They don’t even pretend to want to advance Marxism; Ocasio-Cortez has outright mocked the idea of reading communist theory. Instead they use vapid terms like “democratic socialism” to make their brand of imperialism sound appealing to the young people who are gaining interest in socialism. In describing the “socialist” politicians and publications that held the same agenda in Lenin’s time, Lenin lamented that “All these gentry, who play a tremendous, very often predominant role in the parliamentary work and the press of their parties, repudiate outright the dictatorship of the proletariat and pursue a policy of undisguised opportunism. In the eyes of these gentry, the ‘dictatorship’ of the proletariat ‘contradicts’ democracy!’”

They portray the dictatorship of the proletariat as anti-democratic because they think that the capitalist class should continue to have sway over the government. Now we see the essential nature of Sanders’ assertions that the DPRK is “totalitarian,” and that Hugo Chavez is a “dead communist dictator.” These deceptive claims, which are reinforced by our society’s pervasive imperialist propaganda against socialist countries, get many people to remain on the side of the social democrats’ fraudulent iteration of socialism.

Marxism-Leninism provides a coherent plan for winning liberation

By now I’m sure you’ve come to know about Marxism-Leninism’s basic goal of smashing the capitalist state, replacing it with a proletarian-run state, and having the state fade away.

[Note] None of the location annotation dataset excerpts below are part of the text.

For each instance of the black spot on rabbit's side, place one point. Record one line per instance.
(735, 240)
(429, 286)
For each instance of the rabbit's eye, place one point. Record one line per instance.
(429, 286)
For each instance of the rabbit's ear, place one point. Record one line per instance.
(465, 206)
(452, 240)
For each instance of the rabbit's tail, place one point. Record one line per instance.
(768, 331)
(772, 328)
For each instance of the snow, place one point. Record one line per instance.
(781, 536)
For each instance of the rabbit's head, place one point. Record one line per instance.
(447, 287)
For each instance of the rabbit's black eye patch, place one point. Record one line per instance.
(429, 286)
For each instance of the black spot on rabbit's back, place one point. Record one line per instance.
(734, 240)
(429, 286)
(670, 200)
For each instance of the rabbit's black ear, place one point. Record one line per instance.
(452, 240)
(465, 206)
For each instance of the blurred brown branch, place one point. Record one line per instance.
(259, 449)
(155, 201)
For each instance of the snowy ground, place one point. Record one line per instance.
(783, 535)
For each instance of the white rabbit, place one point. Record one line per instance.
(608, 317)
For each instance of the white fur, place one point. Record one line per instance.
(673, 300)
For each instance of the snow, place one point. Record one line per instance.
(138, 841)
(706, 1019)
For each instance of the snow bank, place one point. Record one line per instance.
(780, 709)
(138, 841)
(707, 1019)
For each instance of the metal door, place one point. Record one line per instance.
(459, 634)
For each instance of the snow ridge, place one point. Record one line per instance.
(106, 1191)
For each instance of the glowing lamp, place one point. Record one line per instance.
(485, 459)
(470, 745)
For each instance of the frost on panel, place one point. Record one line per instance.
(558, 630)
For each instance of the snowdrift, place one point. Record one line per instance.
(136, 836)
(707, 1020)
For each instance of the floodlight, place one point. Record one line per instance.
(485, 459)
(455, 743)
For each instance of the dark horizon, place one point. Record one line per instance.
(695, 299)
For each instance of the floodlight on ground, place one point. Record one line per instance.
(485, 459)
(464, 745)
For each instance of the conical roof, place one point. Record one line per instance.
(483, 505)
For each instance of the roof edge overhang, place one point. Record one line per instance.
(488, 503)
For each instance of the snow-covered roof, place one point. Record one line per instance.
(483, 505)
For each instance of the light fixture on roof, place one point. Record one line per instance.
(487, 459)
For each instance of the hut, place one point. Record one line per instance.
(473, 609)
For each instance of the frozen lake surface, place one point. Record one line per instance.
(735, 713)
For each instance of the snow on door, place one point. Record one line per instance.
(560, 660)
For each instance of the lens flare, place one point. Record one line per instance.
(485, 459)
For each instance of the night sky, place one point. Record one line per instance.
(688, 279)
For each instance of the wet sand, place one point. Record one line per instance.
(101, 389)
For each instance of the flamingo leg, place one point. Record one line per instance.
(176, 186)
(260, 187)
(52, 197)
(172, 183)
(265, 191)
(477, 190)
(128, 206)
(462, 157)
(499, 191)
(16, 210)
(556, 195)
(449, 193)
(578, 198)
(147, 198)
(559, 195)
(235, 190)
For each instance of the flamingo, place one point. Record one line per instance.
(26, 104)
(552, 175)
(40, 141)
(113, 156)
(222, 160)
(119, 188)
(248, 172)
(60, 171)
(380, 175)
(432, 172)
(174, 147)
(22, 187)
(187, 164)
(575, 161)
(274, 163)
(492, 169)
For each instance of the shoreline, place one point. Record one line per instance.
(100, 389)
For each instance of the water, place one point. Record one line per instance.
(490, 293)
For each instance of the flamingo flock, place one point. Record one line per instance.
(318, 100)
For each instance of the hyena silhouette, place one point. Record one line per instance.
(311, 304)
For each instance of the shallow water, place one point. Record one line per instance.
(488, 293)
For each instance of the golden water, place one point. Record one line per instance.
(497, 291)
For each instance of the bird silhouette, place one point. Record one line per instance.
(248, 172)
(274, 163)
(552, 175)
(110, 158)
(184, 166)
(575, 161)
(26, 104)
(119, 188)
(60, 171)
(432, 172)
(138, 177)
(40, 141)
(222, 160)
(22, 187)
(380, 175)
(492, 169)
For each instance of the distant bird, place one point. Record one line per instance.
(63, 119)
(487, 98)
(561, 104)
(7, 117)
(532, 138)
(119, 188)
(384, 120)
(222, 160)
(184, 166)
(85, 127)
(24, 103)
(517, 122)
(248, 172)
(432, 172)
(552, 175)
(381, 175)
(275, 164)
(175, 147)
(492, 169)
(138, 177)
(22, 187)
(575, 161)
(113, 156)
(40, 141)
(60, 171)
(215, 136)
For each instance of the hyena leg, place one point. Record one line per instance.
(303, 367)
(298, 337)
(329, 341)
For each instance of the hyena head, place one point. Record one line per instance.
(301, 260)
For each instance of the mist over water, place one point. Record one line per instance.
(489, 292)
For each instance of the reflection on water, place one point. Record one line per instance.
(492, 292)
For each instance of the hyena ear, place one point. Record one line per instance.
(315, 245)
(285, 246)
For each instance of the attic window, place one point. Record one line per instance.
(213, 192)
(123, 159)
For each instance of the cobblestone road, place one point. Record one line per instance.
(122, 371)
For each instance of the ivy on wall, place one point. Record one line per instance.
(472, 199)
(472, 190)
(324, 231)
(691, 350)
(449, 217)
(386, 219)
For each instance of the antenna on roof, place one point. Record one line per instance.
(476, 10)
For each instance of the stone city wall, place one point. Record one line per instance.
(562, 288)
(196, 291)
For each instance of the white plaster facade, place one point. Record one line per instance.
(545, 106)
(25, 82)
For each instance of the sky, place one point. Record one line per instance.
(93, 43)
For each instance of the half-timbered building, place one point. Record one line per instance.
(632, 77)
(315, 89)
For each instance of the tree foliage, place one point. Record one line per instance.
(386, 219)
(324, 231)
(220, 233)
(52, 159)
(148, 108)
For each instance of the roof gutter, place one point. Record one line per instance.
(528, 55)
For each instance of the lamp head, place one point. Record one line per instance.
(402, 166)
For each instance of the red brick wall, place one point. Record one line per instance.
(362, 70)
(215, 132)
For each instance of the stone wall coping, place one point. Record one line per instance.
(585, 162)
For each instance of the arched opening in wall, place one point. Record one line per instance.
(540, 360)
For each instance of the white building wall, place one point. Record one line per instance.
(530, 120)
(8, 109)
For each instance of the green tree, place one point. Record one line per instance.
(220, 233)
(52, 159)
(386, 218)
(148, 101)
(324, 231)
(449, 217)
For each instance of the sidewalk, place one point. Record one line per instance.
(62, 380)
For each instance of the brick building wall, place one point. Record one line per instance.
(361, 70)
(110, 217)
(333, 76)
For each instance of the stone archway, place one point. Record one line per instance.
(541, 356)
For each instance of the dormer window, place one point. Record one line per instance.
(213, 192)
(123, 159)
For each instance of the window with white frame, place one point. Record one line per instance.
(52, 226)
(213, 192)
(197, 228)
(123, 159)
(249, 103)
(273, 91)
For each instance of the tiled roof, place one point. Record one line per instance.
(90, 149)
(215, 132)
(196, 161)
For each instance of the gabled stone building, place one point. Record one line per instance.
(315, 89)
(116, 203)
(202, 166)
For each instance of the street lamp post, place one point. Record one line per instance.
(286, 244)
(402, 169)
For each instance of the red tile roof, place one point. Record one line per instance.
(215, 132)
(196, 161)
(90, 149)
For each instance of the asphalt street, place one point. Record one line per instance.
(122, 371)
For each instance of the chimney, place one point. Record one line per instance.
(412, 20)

What needs more explaining is what exactly we should do to overthrow the capitalist state given the current material conditions of the United States.

In addition to doing things like joining the Industrial Workers World union, becoming part of communist parties like the PSL, and voting for Gloria La Riva and Leonard Peltier this November, we need to follow in the path that past Marxist-Leninist revolutions have taken in order to successfully overthrow the existing state. This path involves not just building up the institutions for revolution, but making these institutions prepared to fight back against state violence.

“State repression will only get worse,” the communist YouTuber Hakim saidthis week. “The people not only should, but need, to fight back. Do not let fascism take hold, the U.S. is only a step away. Arm yourselves. Establish armed wings of revolutionary organizations. Start coordinating armed actions across the country with as many organizations as you can. Remember, never terrorist activity-only military and state targets. Establish Red bases around the country, and begin building dual power. People’s war is the solution.”

The anarchists may agree with the idea of arming the masses and overthrowing the state, but what they want to replace the state with is a series of communes that can’t effectively wage the ongoing war with the capitalist class. And the organizing model that the anarchists want to use to overthrow the state isn’t reliable either; Marxist-Leninist parties function under democratic centralism, which creates the discipline needed for a group to work as the army that Hakim describes.

The social democrats would never support the establishment of a people’s army, because they’re on the side of the capitalist state-and therefore ultimately on the side of the capitalist armed forces being used to repress us. They support gun control for this reason. Like was the case during the leadup to fascism in Germany, the social democrats will take the side of the reactionary forces which seek to wipe out the communists.

If we follow these directives-democratic centralism, armed organizing, pursuit of overthrow as reflected by what Lenin wrote in The State and Revolution-we’ll harness today’s social discontent as best we can.